Dec. 14, 2012— -- As the numbers of the dead from a Newtown, Conn., elementary school shooting climbed into the double digits, it's hard not to remember that we have been here before.
The Sandy Hook elementary school shooting is the deadliest at a high school or grade school in the history of the country, but it is far from the first. Several mass school shootings have speckled our recent history.
Thirteen years ago, the small community of Littleton, Colo., was rocked by a massacre at Columbine High School. Gunmen Eric Harris, 18, and Dylan Klebold, 17, walked into their school on April 20, 1999, and opened fire, killing 12 of their classmates and a teacher, and injuring 21 more, before turning their firearms on themselves.
At the time, it was dubbed the most deadly school shooting in American history, and it changed the way many communities across the country thought about school safety.
But then the nation was once again rocked to its core when a gunmen went on a terrorizing rampage at Virginia Tech, almost a decade later.

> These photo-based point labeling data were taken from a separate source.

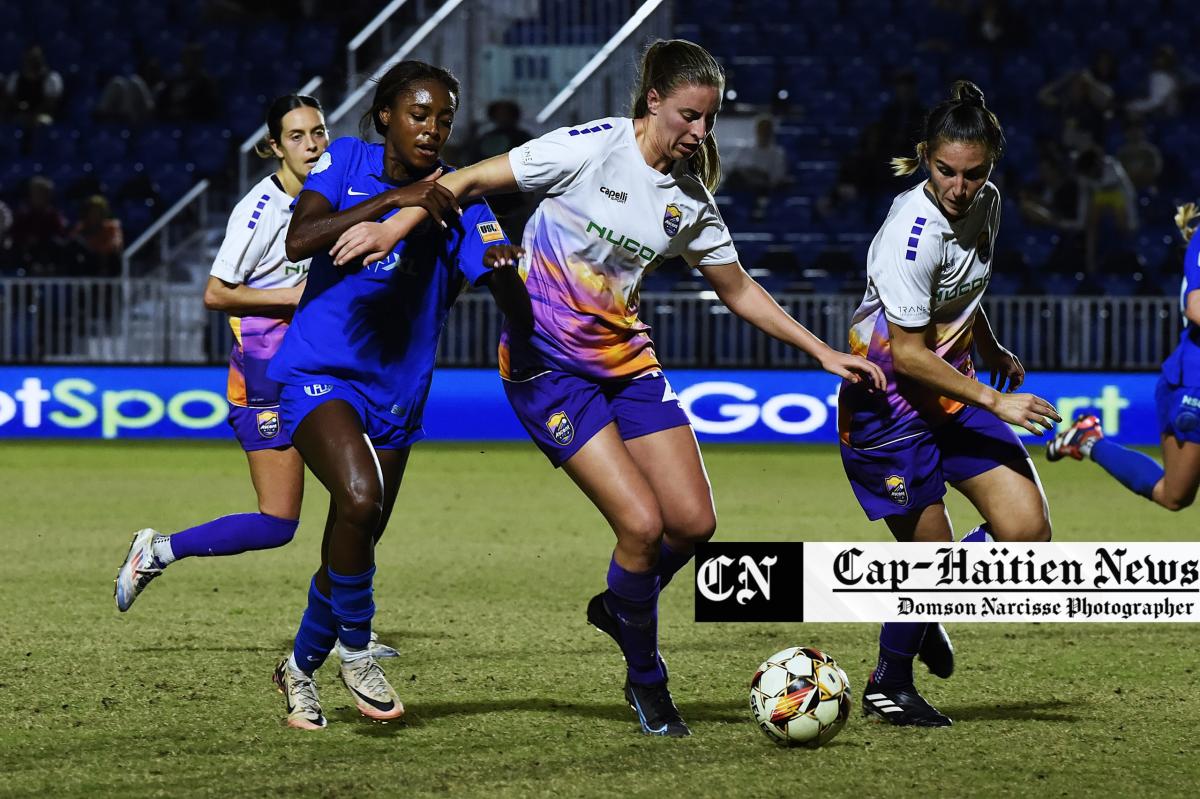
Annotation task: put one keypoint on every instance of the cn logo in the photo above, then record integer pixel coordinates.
(713, 577)
(750, 582)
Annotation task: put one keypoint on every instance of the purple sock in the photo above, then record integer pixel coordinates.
(633, 599)
(233, 535)
(670, 562)
(899, 642)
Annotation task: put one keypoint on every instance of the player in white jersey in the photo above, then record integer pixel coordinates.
(927, 271)
(253, 282)
(621, 196)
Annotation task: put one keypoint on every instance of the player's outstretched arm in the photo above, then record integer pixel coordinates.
(240, 300)
(507, 287)
(316, 224)
(915, 359)
(371, 241)
(744, 296)
(1007, 373)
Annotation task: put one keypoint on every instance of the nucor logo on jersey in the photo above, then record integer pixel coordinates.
(625, 242)
(977, 284)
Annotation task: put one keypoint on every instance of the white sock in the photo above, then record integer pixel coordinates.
(293, 666)
(161, 548)
(349, 655)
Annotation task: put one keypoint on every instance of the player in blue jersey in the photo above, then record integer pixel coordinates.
(622, 194)
(1174, 484)
(359, 356)
(919, 319)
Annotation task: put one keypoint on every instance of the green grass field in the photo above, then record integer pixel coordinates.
(484, 576)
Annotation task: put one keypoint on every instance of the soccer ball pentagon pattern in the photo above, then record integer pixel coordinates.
(801, 697)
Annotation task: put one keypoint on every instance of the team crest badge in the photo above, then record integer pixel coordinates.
(983, 246)
(561, 427)
(268, 424)
(897, 490)
(672, 218)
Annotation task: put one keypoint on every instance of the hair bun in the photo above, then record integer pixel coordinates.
(967, 94)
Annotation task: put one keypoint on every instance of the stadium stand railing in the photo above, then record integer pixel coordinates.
(109, 320)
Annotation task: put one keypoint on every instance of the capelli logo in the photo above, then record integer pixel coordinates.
(613, 194)
(749, 582)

On April 16, 2007, Virginia Tech senior Seung-Hui Cho unleashed a rampage on the college campus, shooting and killing 32 students, and wounding 17 more people. More than a year before the massacre, in December 2005, a district court in Montgomery County, Va., deemed Cho "mentally ill" and "an imminent danger to self and others."
The aftermath of the Virginia Tech shooting prompted Congress and President George W. Bush to sign the first major change to U.S. gun laws in more than 10 years -- it expanded the federal background check database -- and overhauled how many campuses handle crime and security alerts.
Before these rampages, there were multiple other fatal school shootings. The death toll wasn't as high, but the violence was just as great.
This year, on Feb. 27, T.J. Lane, 18, allegedly entered Chardon High School in Ohio with a .22 caliber handgun and a knife. He shot four students in the cafeteria and one in the hallway before walking out, leaving three dead. Police detained him within a mile of the school. He remains in custody and is expected to stand trial for the shootings in January.
On Oct. 2, 2006, a gunman took about a dozen girls hostage, killing at least three of them, at a one-room Amish schoolhouse in Pennsylvania's Lancaster County, police said. The shooter was among the dead when police arrived.
On March 21, 2005, 16-year-old Jeff Weise shot and killed five classmates, a teacher and an unarmed guard at a high school on the Red Lake Indian Reservation in Minnesota, where about 5,000 Native Americans live, before taking his own life. Weise had killed his grandfather and his grandfather's companion before heading to school that day.
Between late 1997 and early 1998, there were three school shootings within months of one another.
On May 21, 1998, two teenagers were killed and more than 20 people were hurt when 15-year-old Kip Kinkel opened fire at a Thurtson High School in Springfield, Ore., after killing his parents. Kinkel was sentenced to nearly 112 years in prison.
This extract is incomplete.